Despite all opposition, New York, in all its vertiginous verticality, remains the model of modern Babel and the symbol of triumphant capitalism. 

At the same time, the Empire State has been, and to a certain extent still is, a meeting place and inspiration for many artists. Notably in the 60s John Cage, Stan Brakhage, Maya Deren, Jonas Mekas and Andy Warhol, amongst others, made New York the capital of experimental cinema, freeing themselves from formal constraints and inventing means of production outside of Hollywood studios.
In 1964, Warhol directed “Empire”, one continuous static shot lasting eight hours and five minutes, in which the setting and rising of the sun are the only elements of an imperceptible narration, as, although shot in 24 frames/second, the projection is slowed down to 16 frames/second**.
Babel House/Empire can be read as a critical reinterpretation of this experiment.

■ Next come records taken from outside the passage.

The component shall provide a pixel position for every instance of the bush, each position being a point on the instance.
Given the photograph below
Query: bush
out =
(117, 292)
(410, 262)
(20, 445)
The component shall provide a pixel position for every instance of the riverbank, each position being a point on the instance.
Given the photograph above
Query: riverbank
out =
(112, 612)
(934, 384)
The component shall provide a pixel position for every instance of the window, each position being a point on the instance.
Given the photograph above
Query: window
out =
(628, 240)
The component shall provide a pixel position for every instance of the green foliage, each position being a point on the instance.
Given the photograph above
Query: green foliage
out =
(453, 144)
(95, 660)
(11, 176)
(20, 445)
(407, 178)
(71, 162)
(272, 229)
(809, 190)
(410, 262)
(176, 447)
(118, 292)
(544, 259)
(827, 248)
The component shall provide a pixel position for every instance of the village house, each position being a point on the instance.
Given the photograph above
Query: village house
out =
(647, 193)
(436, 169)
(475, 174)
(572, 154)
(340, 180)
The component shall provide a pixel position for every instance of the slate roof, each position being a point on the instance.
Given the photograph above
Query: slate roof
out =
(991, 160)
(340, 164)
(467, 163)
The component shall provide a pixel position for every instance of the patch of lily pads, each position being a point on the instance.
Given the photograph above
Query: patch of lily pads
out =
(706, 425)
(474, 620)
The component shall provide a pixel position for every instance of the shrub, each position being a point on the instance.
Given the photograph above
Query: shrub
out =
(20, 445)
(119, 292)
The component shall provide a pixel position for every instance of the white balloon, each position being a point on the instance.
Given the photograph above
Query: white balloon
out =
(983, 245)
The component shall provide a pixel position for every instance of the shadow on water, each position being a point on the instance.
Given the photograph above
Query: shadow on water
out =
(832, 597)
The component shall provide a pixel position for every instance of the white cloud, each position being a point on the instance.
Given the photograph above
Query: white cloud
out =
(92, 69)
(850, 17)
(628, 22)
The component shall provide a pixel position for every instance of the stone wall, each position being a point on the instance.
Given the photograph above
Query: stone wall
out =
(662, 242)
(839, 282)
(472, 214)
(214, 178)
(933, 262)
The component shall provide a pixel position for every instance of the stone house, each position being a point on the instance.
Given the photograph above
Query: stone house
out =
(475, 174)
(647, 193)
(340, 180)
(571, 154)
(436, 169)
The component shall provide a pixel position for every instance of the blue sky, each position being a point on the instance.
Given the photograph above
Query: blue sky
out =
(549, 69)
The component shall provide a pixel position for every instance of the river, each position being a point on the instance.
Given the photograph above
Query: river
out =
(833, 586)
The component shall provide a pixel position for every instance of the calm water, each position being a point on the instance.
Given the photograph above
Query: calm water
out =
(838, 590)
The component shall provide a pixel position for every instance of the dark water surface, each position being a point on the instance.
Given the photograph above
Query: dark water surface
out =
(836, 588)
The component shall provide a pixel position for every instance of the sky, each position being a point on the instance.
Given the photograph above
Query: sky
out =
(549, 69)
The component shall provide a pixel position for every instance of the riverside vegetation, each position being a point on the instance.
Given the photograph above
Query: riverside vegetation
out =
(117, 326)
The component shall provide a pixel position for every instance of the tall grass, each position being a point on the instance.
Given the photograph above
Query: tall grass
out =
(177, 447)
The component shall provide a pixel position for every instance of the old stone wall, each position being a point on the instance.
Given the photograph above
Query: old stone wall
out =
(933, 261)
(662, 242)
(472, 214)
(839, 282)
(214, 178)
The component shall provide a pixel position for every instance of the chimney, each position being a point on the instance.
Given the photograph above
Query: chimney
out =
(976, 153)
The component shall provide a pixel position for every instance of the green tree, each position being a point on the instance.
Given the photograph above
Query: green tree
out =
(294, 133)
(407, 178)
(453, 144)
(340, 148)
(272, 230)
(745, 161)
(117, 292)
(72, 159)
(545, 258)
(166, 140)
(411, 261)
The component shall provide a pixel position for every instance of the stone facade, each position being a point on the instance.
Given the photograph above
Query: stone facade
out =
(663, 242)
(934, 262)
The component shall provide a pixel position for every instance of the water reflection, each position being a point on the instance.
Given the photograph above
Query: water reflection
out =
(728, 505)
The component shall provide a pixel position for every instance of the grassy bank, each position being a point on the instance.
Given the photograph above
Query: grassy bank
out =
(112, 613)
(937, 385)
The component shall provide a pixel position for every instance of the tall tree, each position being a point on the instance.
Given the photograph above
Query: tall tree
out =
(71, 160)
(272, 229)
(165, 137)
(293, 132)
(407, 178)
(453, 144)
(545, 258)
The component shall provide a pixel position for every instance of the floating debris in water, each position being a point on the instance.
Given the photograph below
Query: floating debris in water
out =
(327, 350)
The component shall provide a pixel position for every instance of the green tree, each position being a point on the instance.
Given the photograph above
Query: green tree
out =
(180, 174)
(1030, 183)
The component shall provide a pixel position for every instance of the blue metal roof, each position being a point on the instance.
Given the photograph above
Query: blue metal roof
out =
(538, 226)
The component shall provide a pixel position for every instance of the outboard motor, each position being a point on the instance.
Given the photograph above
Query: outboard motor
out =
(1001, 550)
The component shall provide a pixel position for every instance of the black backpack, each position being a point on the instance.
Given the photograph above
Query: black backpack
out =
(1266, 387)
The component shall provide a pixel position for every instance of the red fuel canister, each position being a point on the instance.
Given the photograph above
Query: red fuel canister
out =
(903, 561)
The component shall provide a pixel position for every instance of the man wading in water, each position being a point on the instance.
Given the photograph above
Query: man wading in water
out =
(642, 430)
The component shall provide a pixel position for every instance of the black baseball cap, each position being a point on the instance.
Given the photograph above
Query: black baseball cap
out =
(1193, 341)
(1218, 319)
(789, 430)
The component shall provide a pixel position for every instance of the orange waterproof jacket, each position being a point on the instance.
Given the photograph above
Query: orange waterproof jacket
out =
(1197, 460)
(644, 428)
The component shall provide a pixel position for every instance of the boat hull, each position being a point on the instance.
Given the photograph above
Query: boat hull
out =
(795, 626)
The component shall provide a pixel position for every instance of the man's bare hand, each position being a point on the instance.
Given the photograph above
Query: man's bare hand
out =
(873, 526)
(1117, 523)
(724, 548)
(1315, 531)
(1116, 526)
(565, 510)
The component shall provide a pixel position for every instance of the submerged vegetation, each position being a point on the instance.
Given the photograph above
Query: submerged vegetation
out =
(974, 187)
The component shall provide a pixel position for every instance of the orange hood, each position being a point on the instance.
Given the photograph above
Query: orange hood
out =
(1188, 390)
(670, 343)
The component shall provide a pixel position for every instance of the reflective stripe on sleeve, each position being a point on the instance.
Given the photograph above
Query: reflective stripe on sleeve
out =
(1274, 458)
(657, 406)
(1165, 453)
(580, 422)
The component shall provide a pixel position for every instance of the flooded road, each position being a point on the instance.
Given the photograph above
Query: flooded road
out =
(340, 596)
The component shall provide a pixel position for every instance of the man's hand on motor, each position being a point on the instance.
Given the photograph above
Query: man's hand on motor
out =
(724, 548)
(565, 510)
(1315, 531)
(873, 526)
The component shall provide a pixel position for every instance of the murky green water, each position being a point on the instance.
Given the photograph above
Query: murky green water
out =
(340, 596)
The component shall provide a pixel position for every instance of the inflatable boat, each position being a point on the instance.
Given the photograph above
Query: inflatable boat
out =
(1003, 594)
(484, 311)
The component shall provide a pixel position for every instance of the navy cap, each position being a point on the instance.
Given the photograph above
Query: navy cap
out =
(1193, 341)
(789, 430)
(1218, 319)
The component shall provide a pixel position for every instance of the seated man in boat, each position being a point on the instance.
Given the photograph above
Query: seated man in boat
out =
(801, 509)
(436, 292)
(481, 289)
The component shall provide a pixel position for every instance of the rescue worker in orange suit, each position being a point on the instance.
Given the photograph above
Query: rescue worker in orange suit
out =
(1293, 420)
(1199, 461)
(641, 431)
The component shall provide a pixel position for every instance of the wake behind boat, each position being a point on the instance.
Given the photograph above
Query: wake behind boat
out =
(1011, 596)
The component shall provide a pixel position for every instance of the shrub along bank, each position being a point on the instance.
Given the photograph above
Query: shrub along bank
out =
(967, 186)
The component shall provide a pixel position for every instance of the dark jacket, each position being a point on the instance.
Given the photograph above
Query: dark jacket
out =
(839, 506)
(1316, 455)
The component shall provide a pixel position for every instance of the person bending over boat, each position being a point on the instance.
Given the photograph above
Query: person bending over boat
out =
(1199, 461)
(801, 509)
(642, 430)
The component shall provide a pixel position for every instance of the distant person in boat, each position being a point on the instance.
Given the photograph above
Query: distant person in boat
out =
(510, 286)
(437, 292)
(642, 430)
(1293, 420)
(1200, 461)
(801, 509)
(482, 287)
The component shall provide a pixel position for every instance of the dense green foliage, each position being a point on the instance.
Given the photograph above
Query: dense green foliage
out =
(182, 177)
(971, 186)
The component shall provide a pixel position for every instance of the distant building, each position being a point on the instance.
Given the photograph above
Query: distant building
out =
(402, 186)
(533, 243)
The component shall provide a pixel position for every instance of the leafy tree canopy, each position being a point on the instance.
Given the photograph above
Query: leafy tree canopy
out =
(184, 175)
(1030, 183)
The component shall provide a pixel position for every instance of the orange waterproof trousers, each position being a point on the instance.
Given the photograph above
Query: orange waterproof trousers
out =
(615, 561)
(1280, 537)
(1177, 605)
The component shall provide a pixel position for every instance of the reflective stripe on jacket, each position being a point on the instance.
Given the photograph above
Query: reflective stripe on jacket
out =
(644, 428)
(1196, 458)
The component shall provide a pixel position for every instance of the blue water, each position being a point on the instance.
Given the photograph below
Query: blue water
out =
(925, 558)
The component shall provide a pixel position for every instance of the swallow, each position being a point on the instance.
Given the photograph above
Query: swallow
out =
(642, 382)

Moreover the fragile construction of mounir fatmi’s Babel House refers to the spectacular dimension of the staging of destruction and catastrophes, a Hollywood genre in its own right and an integral part of pop culture.
Babel House is part of a critical reflection on Warhol’s pop, creeping into its fissures, questioning its durability and, in its formal translation, throwing a bridge between pop and the minimalist reaction, by way of saying “everything is here”. The fragility of its structure marks the end of pop in favour of a surge of neo-pop devoted to the triviality of mass-media and the mass reproduction of processes. The video cassette is one of the “brutally impersonal products” described by Warhol but it also signals the massive reproduction and dissemination of the warholian aesthetic, which has become banal to the point of saturation and destruction. It is this destruction that is also expressed by mounir fatmi’s work: the destruction of pop, drowned in the absence of meaning. The black flags, which could be interpreted as symbols of cynicism rather than anarchy (although this sometimes comes down to the same thing), are there to sweep away what meaning is left, reducing the remains of ideologies to dust.
On the ground, a sign, as if abandoned by an idealist protester in disarray, bears the epitaph: “those who can still dream do not sleep anymore”, an aphorism that is as enigmatic as it is worrying in a world whose latest ideologies are often totalitarian. 

Babel House/Empire was shown at Artparis 07 


Marie Deparis, February 2009.

Translation: Caroline Rossiter.

* Save Manhattan (2004-2007), the trilogy Fuck architects (2008), Skyline (2007), the project Le reste (2004-2005).